Que alguien presente una denuncia por violencia contra ti no significa por sí sola que perderás la custodia. Tres factores determinan cómo influye esa denuncia en una disputa por la custodia: la calidad y cantidad de la prueba sobre hechos concretos, la existencia de medidas que protejan al denunciante o a los menores, y el criterio del juez sobre el interés superior del niño. Si hay denuncias con pocas o ninguna prueba, o si los hechos no guardan relación con la convivencia con los hijos, tu posición puede ser defendible. Si, en cambio, hay registros médicos, partes policiales, informes psicológicos o medidas cautelares a tu nombre, el cuadro se complica porque esos documentos pesan mucho en la valoración judicial.
También importa el contexto: si la denuncia se usa como táctica en una disputa por bienes o por la tenencia, los tribunales son conscientes de ello, pero aún así examinan la verosimilitud y la consistencia de las pruebas. Otro elemento clave es si las autoridades aplicaron medidas de protección —por ejemplo, restricciones de acercamiento— porque eso suele afectar las decisiones provisionales sobre quién queda con la custodia mientras el proceso avanza.
Si tu relación con los niños se ha desarrollado sin episodios graves demostrables y puedes probar cuidados, rutinas y vínculo, tienes más margen para mantener o recuperar la custodia. La primera respuesta no es aceptar la pérdida: es organizar la defensa documental y procesal.
Cómo se soluciona
1) Reúne y asegura pruebas a favor de tu conducta como progenitor. Busca boletas de atención médica de los menores, certificados de matrícula escolar, comprobantes de pago de gastos escolares o médicos, testimonios por escrito de familiares o vecinos que hayan visto tu trato con los niños, y cualquier registro de comunicaciones donde se aprecie la relación cotidiana. Exporta conversaciones de mensajería y haz capturas con fecha visible.
2) Consigue copias de todo lo actuado por la autoridad. Solicita el parte policial, la denuncia presentada por la otra parte y cualquier resolución que imponga medidas cautelares. Conocer exactamente qué se dijo y qué medidas se ordenaron es imprescindible para armar la respuesta.
3) Si te impusieron medidas de protección, acata lo que ordenan mientras lo discutes en sede judicial. Desobedecer las medidas suele agravar la situación y puede tener consecuencias penales o civiles que afectan la custodia.
4) Valora la vía extrajudicial y la conciliación cuando sea procedente. En asuntos de familia, muchas veces una entrevista con un mediador o la comparecencia en conciliación permite acordar regímenes de visitas provisionales y servicios de apoyo psicológico, lo que reduce la tensión y evita decisiones precipitadas.
5) Si no se llega a acuerdo, el paso es litigar ante el juez de familia o el juzgado competente. En el proceso, pide peritajes psicológicos y sociales si tu caso los necesita; esos informes son determinantes para medir la capacidad parental y la estabilidad emocional del entorno.
6) Si temes represalias, pide medidas de protección por la vía penal o civil según corresponda. La protección del menor es prioritaria y el Estado cuenta con mecanismos para ello.
En todo momento distingue entre lo que puedes hacer tú (reunir pruebas básicas, cumplir medidas, solicitar copias de actuaciones) y lo que necesita un profesional (formular demandas, solicitar peritajes, preparar alegatos técnicos).
Qué puede pasar
Primera posibilidad: se arregla con una carta o acuerdo. Muchas denuncias terminan con acuerdos que regulan visitas y obligan a tratamientos psicológicos o cursos de parentalidad. Un acuerdo puede dejarte conservar la custodia y fijar condiciones de seguimiento; es la solución más rápida y menos desgastante.

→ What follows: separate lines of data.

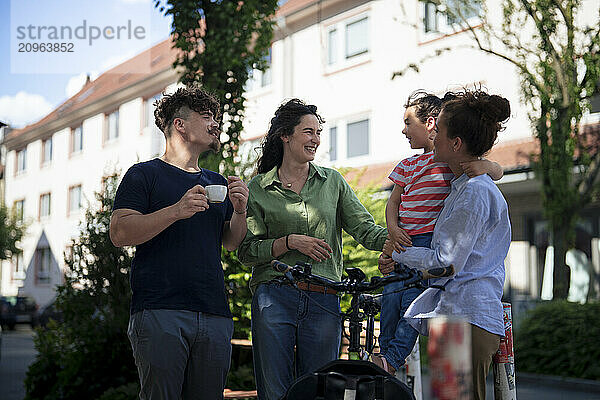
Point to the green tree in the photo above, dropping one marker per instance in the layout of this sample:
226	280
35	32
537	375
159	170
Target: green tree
88	353
220	42
11	233
558	59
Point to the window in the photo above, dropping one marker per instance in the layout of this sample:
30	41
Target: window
358	138
21	160
448	20
265	79
45	200
112	126
333	144
18	267
74	199
347	43
430	17
458	11
43	259
149	114
19	209
357	38
332	46
77	139
46	151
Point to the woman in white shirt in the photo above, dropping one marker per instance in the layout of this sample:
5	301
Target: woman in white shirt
472	232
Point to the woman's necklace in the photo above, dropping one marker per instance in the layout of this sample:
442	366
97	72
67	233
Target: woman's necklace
289	182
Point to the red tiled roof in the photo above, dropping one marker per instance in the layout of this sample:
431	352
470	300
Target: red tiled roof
376	174
160	56
514	154
292	6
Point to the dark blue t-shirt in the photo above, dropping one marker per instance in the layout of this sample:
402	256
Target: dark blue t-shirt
180	268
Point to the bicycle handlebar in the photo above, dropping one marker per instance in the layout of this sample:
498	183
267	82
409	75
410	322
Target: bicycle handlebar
355	283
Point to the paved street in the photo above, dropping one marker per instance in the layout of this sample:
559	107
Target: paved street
527	389
17	353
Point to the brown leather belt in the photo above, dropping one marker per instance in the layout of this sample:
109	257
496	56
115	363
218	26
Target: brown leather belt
311	287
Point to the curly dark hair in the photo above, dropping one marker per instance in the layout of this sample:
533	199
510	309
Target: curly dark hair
286	118
476	117
179	105
426	104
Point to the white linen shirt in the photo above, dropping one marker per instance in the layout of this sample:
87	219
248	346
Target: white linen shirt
473	234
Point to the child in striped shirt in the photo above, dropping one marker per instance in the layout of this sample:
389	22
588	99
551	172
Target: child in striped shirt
420	187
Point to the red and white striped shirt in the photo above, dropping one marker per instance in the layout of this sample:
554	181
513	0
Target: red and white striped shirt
426	184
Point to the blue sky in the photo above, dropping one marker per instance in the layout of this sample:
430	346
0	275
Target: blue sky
27	97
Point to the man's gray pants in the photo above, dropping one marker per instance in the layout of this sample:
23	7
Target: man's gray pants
180	354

Segunda posibilidad: acuerdo en conciliación o convenio judicial. Si ambas partes aceptan medidas concretas y evaluaciones, se logra una solución con efectos vinculantes y control judicial. A veces implica supervisión de visitas por personal social o la obligación de terapias.
Tercera posibilidad: juicio. Si el caso llega a sentencia, el juez valorará pruebas y dictará quién obtiene la guarda o si se mantienen regímenes de custodia compartida. Si pierdes, el juez puede asignar la guarda al otro progenitor o imponer restricciones; además, podrías enfrentar costas procesales. Si ganas, puede quedar una sentencia favorable, pero la ejecución contra una parte con recursos limitados complica el cobro efectivo de medidas accesorias.
Y si ganas, ¿cobro? Una sentencia favorable sobre custodia no es una garantía práctica de que todo se haga de inmediato si la otra parte se resiste. La ejecución de medidas depende de la colaboración de la persona condenada o de la intervención del juzgado para exigir cumplimiento.
Errores que arruinan el caso
- No guardar pruebas desde el primer momento: borrar mensajes o no descargar conversaciones resta pruebas valiosas.
- Desobedecer una medida de protección o acercarse al denunciante: eso cambia la percepción del juez y abre riesgo penal.
- Hablar mal del niño o del otro progenitor en redes; eso puede usarse en tu contra en peritajes psicológicos.
- Presentar versiones contradictorias o cambiar la historia. La coherencia es clave.
- No pedir peritajes cuando la situación emocional de los niños es central; sin informes profesionales tienes menos defensa.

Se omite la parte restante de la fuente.